This is a shame considering how easy these plants are to grow in just about any situation.

Today, we’ll show you how to grow beans in pots and give you seven tips to ensure a successful harvest. We’ll also look at the best types of beans to grow in containers and solutions to some common problems you may run into.

What Are the Best Types of Beans to Grow in Pots?

There are two main varieties of beans: bush beans and pole beans.

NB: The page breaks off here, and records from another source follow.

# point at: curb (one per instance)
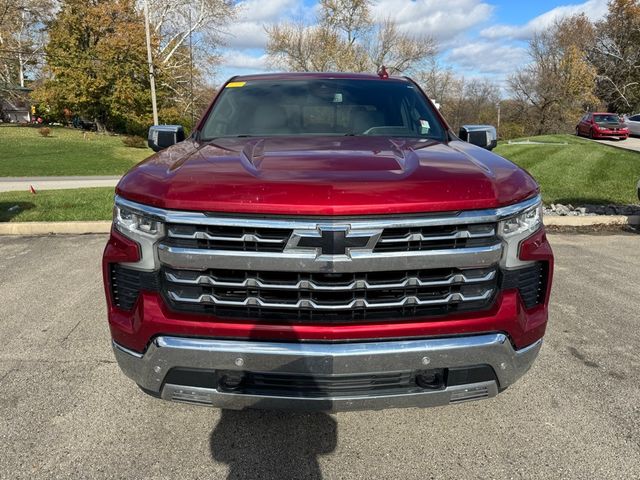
(590, 221)
(47, 228)
(80, 228)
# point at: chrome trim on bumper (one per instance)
(149, 369)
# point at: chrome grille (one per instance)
(272, 239)
(436, 237)
(332, 296)
(236, 238)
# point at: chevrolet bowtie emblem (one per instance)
(334, 240)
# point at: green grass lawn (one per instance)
(582, 172)
(57, 205)
(25, 153)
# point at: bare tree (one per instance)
(187, 35)
(345, 38)
(616, 55)
(559, 82)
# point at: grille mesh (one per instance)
(328, 297)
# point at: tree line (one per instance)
(87, 58)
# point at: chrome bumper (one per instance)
(149, 369)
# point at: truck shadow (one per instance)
(272, 444)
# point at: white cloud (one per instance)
(593, 9)
(237, 59)
(444, 21)
(488, 58)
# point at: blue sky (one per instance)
(476, 38)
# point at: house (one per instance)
(15, 107)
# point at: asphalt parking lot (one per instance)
(66, 411)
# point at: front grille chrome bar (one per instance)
(247, 237)
(304, 261)
(405, 221)
(311, 285)
(355, 303)
(419, 237)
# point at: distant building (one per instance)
(16, 107)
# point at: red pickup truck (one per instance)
(325, 242)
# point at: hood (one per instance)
(326, 176)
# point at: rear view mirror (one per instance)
(484, 136)
(163, 136)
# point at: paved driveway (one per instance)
(13, 184)
(67, 411)
(631, 143)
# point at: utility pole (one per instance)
(193, 121)
(152, 79)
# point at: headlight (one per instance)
(142, 229)
(526, 222)
(516, 228)
(129, 222)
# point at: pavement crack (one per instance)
(70, 332)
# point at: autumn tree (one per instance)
(615, 54)
(187, 37)
(22, 40)
(97, 62)
(559, 82)
(345, 37)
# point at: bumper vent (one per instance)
(126, 284)
(531, 282)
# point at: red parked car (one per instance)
(325, 242)
(602, 126)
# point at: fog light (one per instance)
(430, 379)
(230, 381)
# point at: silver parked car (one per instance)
(633, 122)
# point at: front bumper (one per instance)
(327, 360)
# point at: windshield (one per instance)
(265, 108)
(606, 118)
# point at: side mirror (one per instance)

Most types of beans are available in either variety.

Bush Beans

Bush beans grow on strong stems and reach a maximum height of about two feet tall. They do not require trellising or support and take on a bushy shape as they mature. This variety tends to start producing in about six weeks and is usually done making beans a few weeks later.

"Provider" Bush Beans
Provider” Bush Beans | Photo courtesy of Johnny’s Selected Seeds

Because of their short stature and short growing season, bush beans are a great choice for use in shallow pots and for growing northern climates.

Bush beans only require about 7 inches of soil to grow. And because they aren’t vining like pole beans, they require very little maintenance. The fact that the beans mature all at once also means less time spent harvesting and caring for the plants.

Pole Beans

Pole beans, on the other hand, are vining plants that require support and something to crawl up as they mature. They take two to three months to start producing beans but keep producing throughout the season. The more often you harvest your pole beans, the bigger your total harvest will be.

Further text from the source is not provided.